I climbed the easy white-taped route with anticipation; I carefully clipped the bolts along the way and figured he’d make me “fall” halfway up, near a bolt. I passed the halfway point and slowed (in case he wasn’t paying attention). Silence. Being proud, I continued to climb. As I neared the top of the three-story wall, he yelled. Fall!
Without a thought, I let go.
I whipped. In slow motion I watched the carabiner quickdraws on my harness float up to my ribcage. Then time caught up and I suddenly smashed into the wall from 30 feet up.

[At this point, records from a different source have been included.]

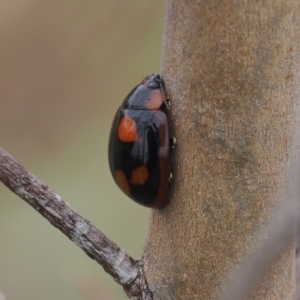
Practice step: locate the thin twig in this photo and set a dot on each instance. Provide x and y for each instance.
(123, 268)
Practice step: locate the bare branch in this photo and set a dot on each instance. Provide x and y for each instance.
(123, 268)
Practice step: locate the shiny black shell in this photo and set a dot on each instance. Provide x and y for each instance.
(139, 144)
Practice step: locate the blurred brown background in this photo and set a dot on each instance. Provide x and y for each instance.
(65, 66)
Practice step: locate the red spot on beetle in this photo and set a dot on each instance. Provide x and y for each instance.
(127, 130)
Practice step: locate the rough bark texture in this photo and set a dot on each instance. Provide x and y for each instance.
(231, 69)
(124, 269)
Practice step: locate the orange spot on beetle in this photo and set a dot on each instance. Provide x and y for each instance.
(122, 181)
(139, 175)
(127, 130)
(155, 100)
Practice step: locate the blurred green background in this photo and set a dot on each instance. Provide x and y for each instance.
(65, 67)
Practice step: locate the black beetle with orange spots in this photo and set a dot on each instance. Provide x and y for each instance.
(139, 144)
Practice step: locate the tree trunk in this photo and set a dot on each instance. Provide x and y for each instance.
(231, 71)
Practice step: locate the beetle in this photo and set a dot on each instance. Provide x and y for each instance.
(139, 144)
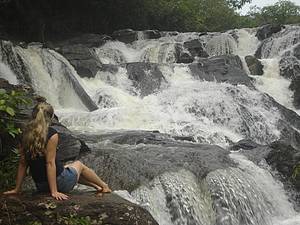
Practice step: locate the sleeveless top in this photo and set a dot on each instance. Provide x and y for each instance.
(38, 165)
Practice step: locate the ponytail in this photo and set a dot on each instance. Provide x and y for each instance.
(35, 133)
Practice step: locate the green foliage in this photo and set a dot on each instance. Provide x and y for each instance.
(281, 13)
(8, 170)
(9, 106)
(296, 172)
(74, 219)
(34, 223)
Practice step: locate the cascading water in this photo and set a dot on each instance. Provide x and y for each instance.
(211, 112)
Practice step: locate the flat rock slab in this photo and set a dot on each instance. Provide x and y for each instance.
(81, 208)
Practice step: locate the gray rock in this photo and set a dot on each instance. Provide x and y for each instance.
(227, 68)
(146, 77)
(245, 144)
(267, 30)
(127, 35)
(195, 47)
(284, 158)
(290, 69)
(83, 207)
(128, 159)
(82, 58)
(151, 34)
(78, 51)
(254, 65)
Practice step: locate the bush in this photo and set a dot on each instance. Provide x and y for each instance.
(10, 104)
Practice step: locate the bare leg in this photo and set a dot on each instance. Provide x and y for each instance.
(89, 176)
(82, 180)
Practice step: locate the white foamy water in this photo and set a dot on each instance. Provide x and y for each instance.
(48, 77)
(249, 195)
(206, 110)
(215, 113)
(6, 73)
(274, 84)
(281, 42)
(222, 44)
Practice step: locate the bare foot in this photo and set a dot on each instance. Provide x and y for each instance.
(106, 189)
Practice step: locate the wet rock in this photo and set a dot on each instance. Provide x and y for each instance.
(279, 43)
(184, 57)
(254, 65)
(10, 57)
(82, 58)
(83, 207)
(151, 34)
(227, 68)
(127, 35)
(267, 31)
(79, 52)
(245, 144)
(88, 40)
(290, 69)
(195, 47)
(284, 158)
(127, 159)
(146, 77)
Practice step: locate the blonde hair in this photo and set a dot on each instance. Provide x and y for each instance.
(35, 133)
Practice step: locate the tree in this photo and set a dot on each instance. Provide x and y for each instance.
(282, 12)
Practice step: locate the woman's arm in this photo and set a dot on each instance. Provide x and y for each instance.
(20, 174)
(51, 168)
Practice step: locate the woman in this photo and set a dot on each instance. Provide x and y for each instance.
(38, 151)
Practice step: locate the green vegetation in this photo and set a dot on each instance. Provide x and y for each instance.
(282, 12)
(10, 104)
(57, 19)
(8, 170)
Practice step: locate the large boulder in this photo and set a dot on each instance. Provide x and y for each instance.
(284, 158)
(81, 208)
(127, 35)
(226, 68)
(290, 69)
(195, 47)
(254, 65)
(128, 159)
(267, 31)
(146, 77)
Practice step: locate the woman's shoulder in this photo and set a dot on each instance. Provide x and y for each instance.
(51, 132)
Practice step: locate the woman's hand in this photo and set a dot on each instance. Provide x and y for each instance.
(59, 196)
(12, 192)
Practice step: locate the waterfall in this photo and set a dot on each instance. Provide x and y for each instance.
(222, 44)
(6, 73)
(248, 195)
(176, 103)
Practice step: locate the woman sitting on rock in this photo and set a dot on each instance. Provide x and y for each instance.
(38, 151)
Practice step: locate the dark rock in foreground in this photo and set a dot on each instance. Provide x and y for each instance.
(195, 47)
(254, 65)
(226, 68)
(128, 35)
(267, 31)
(146, 77)
(284, 158)
(128, 159)
(83, 207)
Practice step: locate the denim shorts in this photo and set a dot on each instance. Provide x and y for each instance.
(65, 181)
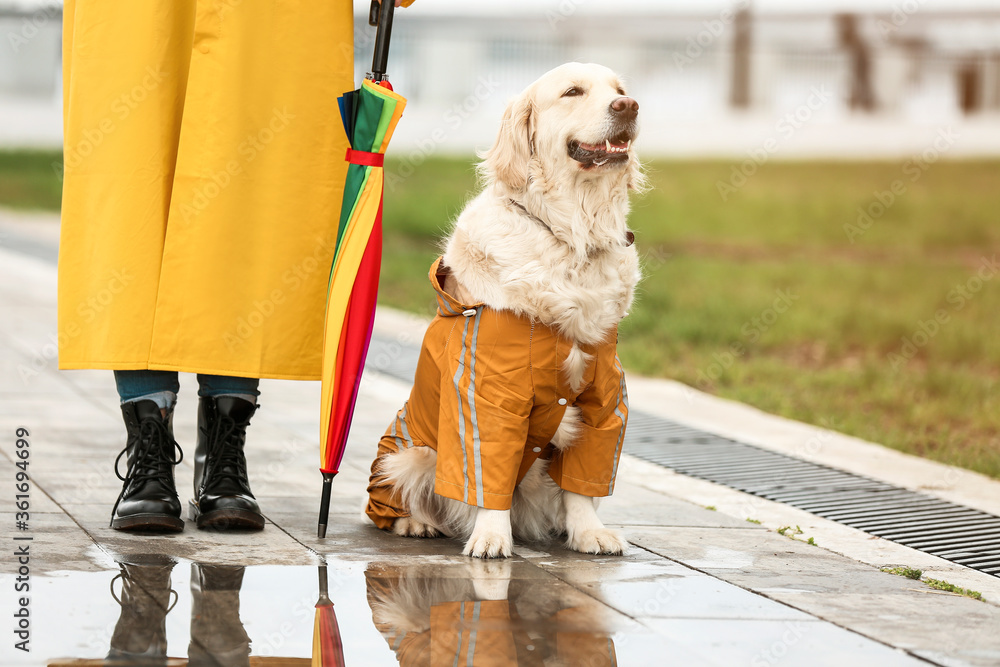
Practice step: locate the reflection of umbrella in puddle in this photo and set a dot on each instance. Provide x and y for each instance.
(484, 618)
(328, 649)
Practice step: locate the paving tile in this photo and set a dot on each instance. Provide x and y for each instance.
(635, 506)
(763, 642)
(57, 543)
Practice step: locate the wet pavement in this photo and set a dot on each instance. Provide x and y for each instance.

My shoulder slammed into a few colorful odd-shaped pieces; it stung brightly in a few places and I hung limply on the line. I heard laughter and claps below. Charlie lowered me and gave me a high five. “That was awesome.”
A couple years have gone by. Thank God for Charlie.
He made me fail before I succeeded. Before I even tried. Charlie doesn’t really care if you fall or don’t fall; he cares that you learn to climb fearlessly. He cares that you are equipped and aware of what you’re getting into. Tough love is only effective if it adds to your armory.
Nothing is subjectively measured by succeeding. Bite into the worst of it, get up, and come back at it with courage. Charlie taught me something invaluable that I didn’t translate into other things; character matters. Success and failure are just words.
After that day, I fell in love with sport lead climbing. Of course I always want to bring my best, but I no longer desire to measure my life in tallies of anchors and falls. In fact, if you haven’t taken a whip I think you’re missing a certain understanding.
I ran a race this week and it was my slowest ever. I was out of water for miles a couple of times, I ran out of salt, I ran out of everything except more trail between me and the finish. Some things happened. You could look at my 9+ hour 50k and tell me that I failed at it and I’d have to shrug and agree. You could probably hike faster than that.
I’m not being dismissive; I’m being accepting. It is ok to struggle. It’s ok to be scared at the jumping off point. It’s ok to whip before you send it. The value is not in what you can do; a couple million people have done it before you and a billlion will do it after.
So do it with character. Do it with bravery and do it without the worry of falling.